If your claim was paid and you haven’t heard from the IRS, that doesn’t mean you’re in the clear. With the statute of limitations now extended to six years for Q3 and Q4 2021 claims, the IRS has a long runway to revisit paid claims. The most important thing you can do right now is gather and retain your documentation:
- Payroll records for every quarter you claimed the ERC
- Tax returns showing how you accounted for the credit
- Revenue comparisons that demonstrate your eligibility
- Government shutdown orders, if that was the basis for your claim
- Documentation showing you did not “double dip” wages with PPP forgiveness
If you received a disallowance letter, don’t ignore it. The IRS issues Letter 105-C for full disallowances and Letter 106-C for partial disallowances. These letters typically give you 30 days to respond with supporting documentation. If you believe your claim was valid, you have the right to appeal to the IRS Independent Office of Appeals. Consult a tax professional or tax attorney before responding.
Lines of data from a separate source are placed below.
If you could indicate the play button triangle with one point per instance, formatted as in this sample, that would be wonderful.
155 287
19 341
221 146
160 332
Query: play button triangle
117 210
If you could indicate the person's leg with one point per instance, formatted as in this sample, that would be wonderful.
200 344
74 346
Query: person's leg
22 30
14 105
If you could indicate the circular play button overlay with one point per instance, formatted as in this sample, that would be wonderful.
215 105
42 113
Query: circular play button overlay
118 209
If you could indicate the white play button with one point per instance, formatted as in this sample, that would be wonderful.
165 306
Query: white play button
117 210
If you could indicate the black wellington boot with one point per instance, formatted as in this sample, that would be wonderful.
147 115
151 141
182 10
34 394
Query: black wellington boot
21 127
If your claim is currently under audit, the IRS will typically begin with an Information Document Request (IDR) asking for records that support your eligibility and calculations. Respond thoroughly and on time. A tax attorney familiar with ERC audits is your best resource here.
If you’re unsure whether your original claim was accurate, it’s worth having a qualified tax professional review it proactively. Voluntarily addressing an error before the IRS flags it is almost always better than waiting.
Regardless of your situation, the IRS strongly recommends working with a reputable tax professional (not a third-party ERC promoter) to navigate any outstanding compliance questions.
The Bottom Line On The Employee Retention Tax Credit
The Employee Retention Credit filing window is closed, enforcement is ramping up, and the IRS has made clear it intends to scrutinize ERC claims for years to come.
If your business claimed the ERC, the most important things you can do right now are straightforward: retain your documentation, understand your compliance obligations, and consult a qualified tax professional if you have any questions about your claim.
The bottom line is this: the ERC program may be over, but your responsibilities as a claimant are not. Stay informed, stay compliant, and don’t wait for the IRS to come to you.